Para los cientos o miles de hombres, mujeres, niños y ancianos de la amplia zona afectada por el ciclón, la situación ha sido una pesadilla, primero por el azote de las fuerzas de la naturaleza y su secuela de caos y de todo lo que implica la lucha por la sola sobrevivencia, pero luego ante la incapacidad y la pequeñez de los hombres del gobierno para prevenir y enfrentar desastres; de ello se ha hablado ya profundamente en los medios.
Pero existe otro grupo que tampoco ha podido dormir por razones un tanto distintas. Me refiero a quienes por alguna razón desconocida e inexplicable no han pagado las tenencias de sus autos y tienen la agravante de vivir además en el Distrito Federal. Para algunos el desvelo ha sido causado por el tiempo empleado para visitar las oficinas de la Tesorería del DF y entregar su pago. Para otros, el motivo del insomnio ha sido causado por las preocupaciones de cómo pagar, mientras las autoridades del DF se rasgan las vestiduras por la abominable ``cultura del no pago'', que parece estar proliferando en la ciudad.
Lo que parece que a todos se nos ha olvidado, me contó ayer un amigo, es cómo empezó todo esto. Resulta que por allá de 1968, se le ocurrió a Gustavo Díaz Ordaz, o quizás a algún colaborador cercano, que el país estaba en aprietos por todo el financiamiento de las obras para las olimpiadas (entonces no se había descubierto que las olimpiadas podrían ser un gran negocio, y si lo sabían, se lo reservaron muy bien).
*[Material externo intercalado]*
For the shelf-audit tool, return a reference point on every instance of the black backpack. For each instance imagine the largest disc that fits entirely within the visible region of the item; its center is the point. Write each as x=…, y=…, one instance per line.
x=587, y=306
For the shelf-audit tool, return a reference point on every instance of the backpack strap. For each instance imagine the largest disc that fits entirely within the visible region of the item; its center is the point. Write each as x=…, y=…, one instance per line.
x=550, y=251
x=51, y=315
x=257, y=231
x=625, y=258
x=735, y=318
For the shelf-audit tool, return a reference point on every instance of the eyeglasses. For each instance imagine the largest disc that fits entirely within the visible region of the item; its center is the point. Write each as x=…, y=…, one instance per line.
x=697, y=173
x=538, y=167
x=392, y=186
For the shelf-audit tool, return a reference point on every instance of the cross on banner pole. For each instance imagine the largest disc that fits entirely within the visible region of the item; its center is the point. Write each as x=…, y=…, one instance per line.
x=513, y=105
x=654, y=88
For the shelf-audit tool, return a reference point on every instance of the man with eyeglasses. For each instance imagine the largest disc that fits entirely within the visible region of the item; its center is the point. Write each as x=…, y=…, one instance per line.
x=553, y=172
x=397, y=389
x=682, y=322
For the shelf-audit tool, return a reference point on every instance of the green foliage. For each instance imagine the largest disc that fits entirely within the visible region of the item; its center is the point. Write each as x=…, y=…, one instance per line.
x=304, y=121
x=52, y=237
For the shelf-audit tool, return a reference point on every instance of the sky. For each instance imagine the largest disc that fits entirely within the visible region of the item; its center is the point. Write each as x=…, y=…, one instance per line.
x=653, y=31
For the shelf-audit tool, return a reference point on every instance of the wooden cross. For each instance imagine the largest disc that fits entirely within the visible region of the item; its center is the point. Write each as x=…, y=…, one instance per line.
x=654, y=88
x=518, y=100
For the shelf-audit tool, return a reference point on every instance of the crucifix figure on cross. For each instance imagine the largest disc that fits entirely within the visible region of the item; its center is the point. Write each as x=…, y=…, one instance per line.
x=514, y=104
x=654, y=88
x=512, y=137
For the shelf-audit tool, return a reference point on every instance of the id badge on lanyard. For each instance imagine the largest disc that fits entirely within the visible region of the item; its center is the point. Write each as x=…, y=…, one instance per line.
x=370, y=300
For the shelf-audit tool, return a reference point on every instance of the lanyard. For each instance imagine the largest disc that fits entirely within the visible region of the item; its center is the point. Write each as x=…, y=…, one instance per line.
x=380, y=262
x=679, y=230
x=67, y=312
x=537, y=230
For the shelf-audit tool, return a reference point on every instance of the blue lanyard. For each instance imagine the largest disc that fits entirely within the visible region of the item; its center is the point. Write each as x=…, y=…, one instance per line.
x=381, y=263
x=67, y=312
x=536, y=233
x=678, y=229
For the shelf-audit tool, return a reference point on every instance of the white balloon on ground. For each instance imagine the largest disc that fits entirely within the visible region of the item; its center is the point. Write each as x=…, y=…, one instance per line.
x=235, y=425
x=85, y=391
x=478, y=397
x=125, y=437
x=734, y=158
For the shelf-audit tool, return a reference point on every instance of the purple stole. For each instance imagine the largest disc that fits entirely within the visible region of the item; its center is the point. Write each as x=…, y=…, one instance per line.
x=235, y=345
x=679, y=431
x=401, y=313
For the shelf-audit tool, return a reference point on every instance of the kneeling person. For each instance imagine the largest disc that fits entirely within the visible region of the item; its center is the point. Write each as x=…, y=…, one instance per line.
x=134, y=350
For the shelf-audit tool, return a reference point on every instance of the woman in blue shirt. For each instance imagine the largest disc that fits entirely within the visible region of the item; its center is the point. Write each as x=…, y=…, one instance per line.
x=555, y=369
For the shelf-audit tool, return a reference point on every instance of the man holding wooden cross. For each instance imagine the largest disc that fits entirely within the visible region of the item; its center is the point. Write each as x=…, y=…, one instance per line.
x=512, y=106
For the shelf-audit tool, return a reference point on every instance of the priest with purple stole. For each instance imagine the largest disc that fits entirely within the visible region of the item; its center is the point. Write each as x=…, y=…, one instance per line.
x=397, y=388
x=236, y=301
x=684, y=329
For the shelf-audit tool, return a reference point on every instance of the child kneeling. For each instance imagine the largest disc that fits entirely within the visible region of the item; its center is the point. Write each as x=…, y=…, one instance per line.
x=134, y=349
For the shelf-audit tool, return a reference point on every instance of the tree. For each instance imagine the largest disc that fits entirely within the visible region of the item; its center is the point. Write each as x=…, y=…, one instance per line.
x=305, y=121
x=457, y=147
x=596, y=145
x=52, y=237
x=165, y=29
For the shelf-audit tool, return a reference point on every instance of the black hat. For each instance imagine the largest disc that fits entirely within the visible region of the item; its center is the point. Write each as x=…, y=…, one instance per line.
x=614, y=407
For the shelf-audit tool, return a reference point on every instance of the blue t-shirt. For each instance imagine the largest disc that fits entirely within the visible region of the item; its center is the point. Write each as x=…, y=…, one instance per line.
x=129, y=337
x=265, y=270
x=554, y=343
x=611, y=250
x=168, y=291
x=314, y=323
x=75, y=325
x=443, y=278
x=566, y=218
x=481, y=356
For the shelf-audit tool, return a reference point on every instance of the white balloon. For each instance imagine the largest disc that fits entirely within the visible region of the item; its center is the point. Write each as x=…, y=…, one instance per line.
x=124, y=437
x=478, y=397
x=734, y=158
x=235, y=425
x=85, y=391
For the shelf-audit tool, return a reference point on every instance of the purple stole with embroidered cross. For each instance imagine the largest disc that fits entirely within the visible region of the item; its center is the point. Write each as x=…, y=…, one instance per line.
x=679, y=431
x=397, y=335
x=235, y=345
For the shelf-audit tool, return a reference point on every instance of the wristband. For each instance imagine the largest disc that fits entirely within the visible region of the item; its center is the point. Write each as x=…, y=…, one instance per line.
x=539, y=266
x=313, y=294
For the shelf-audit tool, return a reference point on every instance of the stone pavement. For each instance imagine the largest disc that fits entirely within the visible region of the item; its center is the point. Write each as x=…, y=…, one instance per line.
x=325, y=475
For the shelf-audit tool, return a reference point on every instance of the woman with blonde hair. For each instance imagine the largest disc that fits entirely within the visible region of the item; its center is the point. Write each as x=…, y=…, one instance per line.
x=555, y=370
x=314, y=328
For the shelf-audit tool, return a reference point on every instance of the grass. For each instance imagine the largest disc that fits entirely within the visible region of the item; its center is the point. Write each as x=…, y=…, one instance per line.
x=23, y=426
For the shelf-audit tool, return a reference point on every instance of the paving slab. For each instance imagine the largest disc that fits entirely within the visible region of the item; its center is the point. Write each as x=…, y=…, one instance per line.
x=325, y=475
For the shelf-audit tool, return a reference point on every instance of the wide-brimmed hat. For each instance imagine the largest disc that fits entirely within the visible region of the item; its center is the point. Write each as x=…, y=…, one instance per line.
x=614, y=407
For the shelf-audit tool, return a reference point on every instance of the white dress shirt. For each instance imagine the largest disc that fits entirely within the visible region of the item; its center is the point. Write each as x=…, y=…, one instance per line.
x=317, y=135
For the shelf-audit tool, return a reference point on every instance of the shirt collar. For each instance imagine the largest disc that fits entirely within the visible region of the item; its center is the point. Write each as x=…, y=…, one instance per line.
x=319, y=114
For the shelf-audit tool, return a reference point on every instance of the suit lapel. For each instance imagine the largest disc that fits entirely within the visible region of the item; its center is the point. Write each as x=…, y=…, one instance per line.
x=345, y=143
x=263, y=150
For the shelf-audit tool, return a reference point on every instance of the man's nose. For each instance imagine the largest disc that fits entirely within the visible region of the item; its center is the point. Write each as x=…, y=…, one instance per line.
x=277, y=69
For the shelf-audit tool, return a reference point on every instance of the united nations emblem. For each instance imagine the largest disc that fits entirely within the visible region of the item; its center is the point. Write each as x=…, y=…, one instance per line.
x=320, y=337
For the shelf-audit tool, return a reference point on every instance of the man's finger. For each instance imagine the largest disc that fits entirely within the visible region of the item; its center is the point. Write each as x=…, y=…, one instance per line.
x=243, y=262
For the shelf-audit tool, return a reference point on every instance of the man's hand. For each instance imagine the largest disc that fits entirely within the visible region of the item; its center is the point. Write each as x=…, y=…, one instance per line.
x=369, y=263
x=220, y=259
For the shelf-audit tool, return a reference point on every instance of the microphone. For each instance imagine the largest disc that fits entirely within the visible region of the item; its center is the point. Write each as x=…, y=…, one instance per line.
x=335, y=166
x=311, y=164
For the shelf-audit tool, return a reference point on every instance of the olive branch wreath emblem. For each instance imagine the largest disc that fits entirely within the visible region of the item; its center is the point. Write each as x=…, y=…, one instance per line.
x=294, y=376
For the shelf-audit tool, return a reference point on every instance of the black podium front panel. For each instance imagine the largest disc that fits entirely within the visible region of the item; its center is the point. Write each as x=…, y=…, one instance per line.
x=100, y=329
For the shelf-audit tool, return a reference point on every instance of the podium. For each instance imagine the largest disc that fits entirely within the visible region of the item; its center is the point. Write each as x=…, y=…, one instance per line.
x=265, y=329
Se pensó entonces en que un grupo privilegiado de la sociedad contribuyera para enfrentar estos gastos. Fue así como se creó la Tenencia, un impuesto ``temporal'' que debía ser pagado por los dueños de los vehículos. El impuesto fue aprobado, por el congreso respectivo, sin que a ninguna de las nueve legislaturas siguientes se les ocurriera pensar en si ya se habían cubierto los objetivos que motivaron su entrada en vigor, y si las condiciones económicas actuales y, sobre todo, el eficiente uso de esos recursos aconsejan mantener tal impuesto, aún a sabiendas de que se trataba de un impuesto poco usado en otros países.
Las fallas de la memoria colectiva no se reducen a este ejemplo, la lista de casos parecidos es larga. Dos son quizás relevantes en estos tiempos de insomnio. Una de ellas tiene que ver con el incremento al IVA, ordenado por el presidente Zedillo y acatado e impuesto por la mayoría priísta de la Cámara, supuestamente para pagar el préstamo financiero otorgado por Clinton, cosa que ya se hizo.
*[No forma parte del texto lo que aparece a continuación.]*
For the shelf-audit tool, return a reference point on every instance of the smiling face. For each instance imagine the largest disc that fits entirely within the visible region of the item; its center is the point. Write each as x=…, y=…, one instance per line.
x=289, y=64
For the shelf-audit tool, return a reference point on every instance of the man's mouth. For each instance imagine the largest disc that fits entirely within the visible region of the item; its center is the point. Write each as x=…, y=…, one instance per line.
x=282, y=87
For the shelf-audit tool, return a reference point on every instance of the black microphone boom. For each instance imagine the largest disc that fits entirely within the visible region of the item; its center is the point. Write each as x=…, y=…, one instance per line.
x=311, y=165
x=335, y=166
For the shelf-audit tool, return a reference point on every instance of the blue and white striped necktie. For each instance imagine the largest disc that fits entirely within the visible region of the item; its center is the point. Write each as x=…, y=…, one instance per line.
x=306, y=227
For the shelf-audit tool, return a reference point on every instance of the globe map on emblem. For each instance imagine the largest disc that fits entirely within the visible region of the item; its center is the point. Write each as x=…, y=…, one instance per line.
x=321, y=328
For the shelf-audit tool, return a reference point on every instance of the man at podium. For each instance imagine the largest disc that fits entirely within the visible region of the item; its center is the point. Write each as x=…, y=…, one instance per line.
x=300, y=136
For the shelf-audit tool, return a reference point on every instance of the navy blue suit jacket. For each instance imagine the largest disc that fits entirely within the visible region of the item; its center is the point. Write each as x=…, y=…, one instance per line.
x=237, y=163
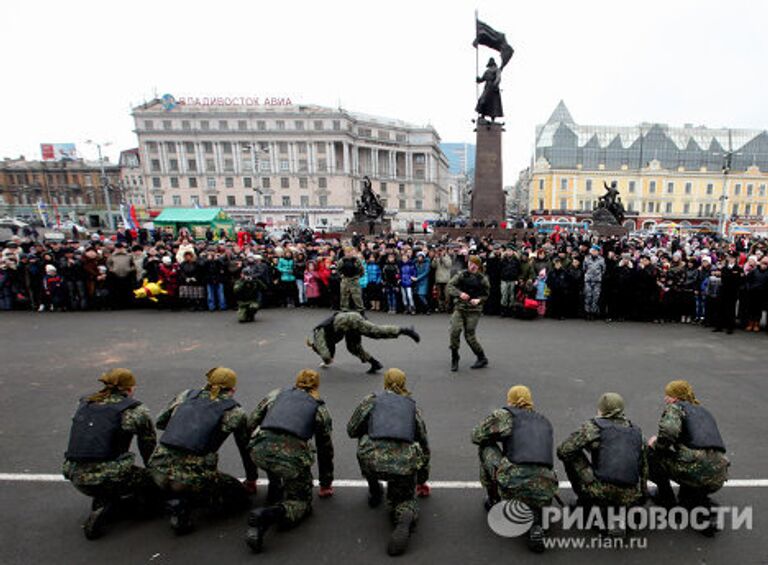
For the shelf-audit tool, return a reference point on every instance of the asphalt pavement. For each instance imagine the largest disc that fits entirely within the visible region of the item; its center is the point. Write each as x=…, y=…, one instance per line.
x=50, y=360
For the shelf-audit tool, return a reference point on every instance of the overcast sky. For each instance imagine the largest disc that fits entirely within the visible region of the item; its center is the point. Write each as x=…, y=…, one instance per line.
x=72, y=70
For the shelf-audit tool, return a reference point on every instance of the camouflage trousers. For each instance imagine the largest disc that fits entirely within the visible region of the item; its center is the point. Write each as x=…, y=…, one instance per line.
x=590, y=489
x=535, y=485
x=401, y=492
x=246, y=311
x=703, y=471
x=467, y=321
x=351, y=293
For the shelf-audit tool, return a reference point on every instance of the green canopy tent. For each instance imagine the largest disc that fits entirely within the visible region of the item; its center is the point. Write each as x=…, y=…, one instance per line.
x=196, y=220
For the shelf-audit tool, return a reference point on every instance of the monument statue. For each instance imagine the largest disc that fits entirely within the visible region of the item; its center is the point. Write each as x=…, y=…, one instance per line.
x=369, y=207
x=610, y=210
El incremento impositivo constituyó un grave agravio a la sociedad, no sólo por los gestos conocidos del jefe de la Cámara, sino porque con él se hacía pagar todos los errores del gobierno (particularmente de sus jefes, que en esos momentos sí pudieron dormir, según parece) y la voracidad de unos pocos privilegiados. El incremento, se dijo entonces, además de facilitar el pago de la deuda recién contraída, permitiría superar la crisis, cosa que también ya sucedió según el propio Presidente. ¿Por qué pues se mantiene el impuesto sin regresarlo a su nivel anterior?
El otro ejemplo nos regresa de nuevo a Guerrero y Oaxaca con sus víctimas del ciclón, y tiene que ver con las promesas ya olvidadas de que al deshacerse de los lastres de las empresas paraestatales, el gobierno podría orientar más recursos al gasto social, cosa que desde luego no ha sucedido, como lo ha puesto de manifiesto el ciclón (tal como lo describió con claridad José Luis Linares en su columna de esta semana). Una posible lección de todo esto, es que a veces la amnesia suele producir insomnio, aunque tampoco debiéramos descartar que el insomnio produzca amnesia.